Differential diagnosis of chest pain

  Chest pain is a common symptom that can be clinically significant, so the first task in the diagnosis of chest pain is to exclude fatal diseases such as acute myocardial infarction, acute pulmonary embolism, aortic coarctation, tension pneumothorax, and acute abdominal disease. For patients with chest pain, it is best to find the cause.
  I. Medical history
  1. The onset is slow, the duration, the severity, the location and nature of pain, and the presence or absence of radiation.
  2. Whether there is any relationship between chest pain and breathing, coughing, swallowing, physical activity, and emotional agitation.
  3.Concomitant symptoms: presence of coughing, hemoptysis, dyspnea, dysphagia, acid reflux, heartburn, palpitations, forced body position, fever, swelling, etc.
  4. Any similar episodes in the past, how they were treated, what drugs were used, and how responsive they were to drugs.
  5.History of chest surgery, history of trauma.
  6. Any cardiovascular disease risk factors.
  Physical examination
  1. Any abnormalities in the chest wall and local pressure pain, including skin, ribs, intercostal nerves, etc.
  2. Any pathological signs of respiratory and circulatory system, and measurement of blood pressure of the extremities if necessary.

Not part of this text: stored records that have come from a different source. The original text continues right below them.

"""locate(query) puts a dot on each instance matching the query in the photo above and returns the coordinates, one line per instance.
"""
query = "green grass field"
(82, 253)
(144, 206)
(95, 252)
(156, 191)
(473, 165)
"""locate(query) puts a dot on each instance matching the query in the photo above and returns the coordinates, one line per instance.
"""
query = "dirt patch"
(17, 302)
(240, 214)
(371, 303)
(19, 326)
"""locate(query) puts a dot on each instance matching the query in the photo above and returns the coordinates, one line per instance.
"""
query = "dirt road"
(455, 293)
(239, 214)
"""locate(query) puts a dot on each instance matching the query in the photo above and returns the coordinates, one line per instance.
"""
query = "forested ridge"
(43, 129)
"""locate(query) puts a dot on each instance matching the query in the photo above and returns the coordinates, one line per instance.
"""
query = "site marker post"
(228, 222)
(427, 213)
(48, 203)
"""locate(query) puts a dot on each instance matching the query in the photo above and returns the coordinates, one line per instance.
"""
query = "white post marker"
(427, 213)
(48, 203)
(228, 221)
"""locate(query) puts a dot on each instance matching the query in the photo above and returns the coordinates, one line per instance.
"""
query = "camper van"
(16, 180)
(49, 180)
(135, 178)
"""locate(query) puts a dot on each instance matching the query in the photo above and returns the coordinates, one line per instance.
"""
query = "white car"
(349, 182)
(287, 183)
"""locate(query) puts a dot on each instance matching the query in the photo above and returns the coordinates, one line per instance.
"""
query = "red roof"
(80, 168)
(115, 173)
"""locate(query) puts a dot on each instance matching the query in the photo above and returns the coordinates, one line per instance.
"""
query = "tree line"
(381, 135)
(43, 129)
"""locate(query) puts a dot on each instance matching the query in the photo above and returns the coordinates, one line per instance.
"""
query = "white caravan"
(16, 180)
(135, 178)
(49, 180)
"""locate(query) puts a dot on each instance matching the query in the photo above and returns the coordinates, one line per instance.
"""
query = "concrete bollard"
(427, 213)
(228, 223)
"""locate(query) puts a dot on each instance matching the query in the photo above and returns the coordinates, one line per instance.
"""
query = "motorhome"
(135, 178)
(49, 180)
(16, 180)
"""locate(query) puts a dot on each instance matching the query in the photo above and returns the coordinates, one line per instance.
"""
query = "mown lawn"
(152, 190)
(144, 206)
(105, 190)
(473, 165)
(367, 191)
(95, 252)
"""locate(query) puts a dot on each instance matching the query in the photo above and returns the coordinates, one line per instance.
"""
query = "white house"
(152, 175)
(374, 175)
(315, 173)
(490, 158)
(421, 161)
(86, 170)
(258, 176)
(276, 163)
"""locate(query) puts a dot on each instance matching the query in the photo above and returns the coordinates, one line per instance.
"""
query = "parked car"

  3. Any deformity, pressure pain and percussion pain in the spine.
  Other examinations
  1.Electrocardiogram, chest X-ray.
  2.Echocardiogram.
  3.Laboratory tests: blood routine, cardiac enzyme profile, D-dimer, etc.
  4.X-ray of spine, MRI if necessary.
  5.CT examination: including coronary artery CT angiography and CT pulmonary artery angiography, etc.
  6.Coronary artery angiography.
  7.Gastrointestinal system related examinations: such as 24-hour esophageal acid measurement, gastroscopy, abdominal plain film, abdominal ultrasound, etc.
  IV. Differential diagnosis
  1. Chest pain caused by chest wall diseases, with clear and limited localization, and mostly positive local findings, such as rash, redness, swelling, pressure pain, deformity, etc.
  2.Spinal diseases compressing nerve roots, showing stabbing pain, electric shock pain, tearing pain, mostly episodic. It may extend to areas away from the irritation. Spinal examination may reveal deformity, pressure pain, percussion pain, and the pain occurs or worsens when the body is twisted or when holding heavy objects.
  3.Posterior sternal pain is associated with swallowing and is seen in esophageal and intradistal diseases. If it is accompanied by heartburn and acid reflux, it is a typical clinical manifestation of reflux esophagitis.
  4. Chest pain accompanied by coughing and aggravated by coughing and deep breathing indicates that the lesion has invaded the pleura, which is seen in pneumonia, tuberculosis, lung abscess and pleurisy.
  5.Thoracic pain occurring during labor, full meal or emotional excitement should be considered as angina pectoris, myocardial infarction or aortic coarctation.
  6.Sudden severe chest pain, except for trauma, is seen in acute myocardial infarction, aortic coarctation, acute pulmonary infarction, spontaneous pneumothorax, spontaneous esophageal rupture.
  7, chest pain with shock, seen in acute myocardial infarction, acute pericardial compression, pulmonary infarction, spontaneous esophageal rupture. In aortic coarctation, there may be clinical manifestations of shock, but the blood pressure is not low, and the electrocardiogram and myocardial enzyme spectrum are normal. If the tumor ruptures, hemorrhagic shock occurs.
  8.According to the site where chest pain occurs, it is helpful for diagnosis.
  9.Anterior cardiac region, seen in angina pectoris, myocardial infarction, pericarditis.
  10.Posterior sternal pain, seen in angina pectoris, acute myocardial infarction, pericarditis, mediastinal disease, esophageal disease.
  11.Side chest pain, seen in chest wall, pleura, lung disease.
  12.Back pain, in addition to spinal diseases, aortic entrapment can also occur.
  13, with radiating pain, seen in angina pectoris, acute myocardial infarction, which can radiate to the left shoulder and left arm. And subdiaphragmatic abscess and liver abscess can radiate to the diseased side of the chest. And gallbladder disease can radiate to the right back under the scapula.
  14.Chest pain with associated heart murmur can be seen in mitral valve prolapse, hypertrophic obstructive cardiomyopathy, aortic valve insufficiency and stenosis, aortic coarctation, aortic sinus aneurysm rupture.
  15.The onset of chest pain accompanied by obvious dizziness, palpitations, panic and other neurological symptoms without obvious findings on objective examination is seen as panic attack.